I realy like this reward idea. my son has autisme, but he respons wel on sticker cards where he needs up to 15 stickers to get a big reward. But this lego reward idea will be so good for him to help him through the difficult last weeks of school (still 8 weeks to go here in the Netherlands) Thanks for posting this.

twinklescrapbooks said...

I really like the lego reward idea! :)Something like this is really needed at the end of the school year.

Katypie said...

I just wanted to say that I agree totally with Rebecca! These ideas/rewards not only work with children with Autism, but children without special needs as well!

I've been meaning to comment for awhile now. Thank you for my comment weeks ago when I was first starting out in Blogland, Rebecca! I really love the page you ladies have come together to create. As a teacher you've given me lots of great ideas -- and wishes for what I'd get from MY students' parents!! You sure are a thoughtful bunch! :0)

The one thing I'm still wondering about though... what area of Arizona are you (those who are) in? I lived on the west side of Phoenix (Avondale and Surprise) for 2 years and taught in Buckeye. I've since moved back to Ohio... but totally miss the AZ sunshine!!!

Sorry for the novel... thanks again for the wonderful page! :0)

Hannah said...

Thanks for this post. My son was recently diagnosed with Aspergers and even though we have been dealing with his behaviors for years, it is great to hear ideas that I know will work with my son.

RootsAndWingsCo said...

One thing I have learned is that behaviors come and go all the time.

Whenever he is learning a new skill, he regresses some place else and behaviors start up. Then after a while, the new skill or new level of maturity shines through and I finally get what all the fuss was about. Many times I don't know what the new skill is until his just happens one day. One time after such an episode, he came out of it talking in sentences, where before he would say one or two words. It was one day to the next and not a gradual progression. Kind of cool actually. Like not showing a present until it is completely done.

By the way, No worries about novel length comments. We LOVE comments around here. We are actually quite chatty when given the chance. Guess that comes from being stay-at-home-moms. ;)

I am in Tucson, AZ.

As always, thank you ladies for letting me know my post was useful!!! I love it!


Deb said...

You are a fabulous mom! I love these ideas and the glimpse into how you are dealing with the changes in your son's life because of the craziness at school.

It's also a great reminder to me, as a teacher, to keep the routines as set as possible here at the end of the year instead of just letting things happen as they will. I think all of my school kids would benefit from that. And maybe I could create an incentive for myself for following through. . . :O)

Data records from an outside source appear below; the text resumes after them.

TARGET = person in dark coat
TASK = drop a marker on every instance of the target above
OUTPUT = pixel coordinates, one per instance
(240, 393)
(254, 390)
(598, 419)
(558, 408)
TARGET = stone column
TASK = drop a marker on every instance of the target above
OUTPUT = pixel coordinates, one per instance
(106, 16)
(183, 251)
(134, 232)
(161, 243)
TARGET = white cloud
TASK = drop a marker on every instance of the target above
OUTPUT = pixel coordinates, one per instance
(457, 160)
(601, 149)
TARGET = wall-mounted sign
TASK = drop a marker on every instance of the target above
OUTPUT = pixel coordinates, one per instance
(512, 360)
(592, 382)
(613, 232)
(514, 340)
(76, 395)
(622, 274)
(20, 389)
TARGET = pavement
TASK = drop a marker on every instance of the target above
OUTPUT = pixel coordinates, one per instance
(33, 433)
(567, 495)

Thank you for being so open and sharing.

Kristin said...

I do similar reward system for homework, getting ready in the morning, outings, etc.

What a great post!

Also, on shopping trips, my son had to earn quarters (for good behavior). Near the exit, certain stores always have those machines (you all know the!). The little machines where you insert a quarter(s) and out comes gumballs, candies, little toys.

It was a real incentive for my son to have good behavior at the store so he could "earn" his quarters for the machines!

And boy, do I know the importance of routines! Routines are VERY important in my son's life.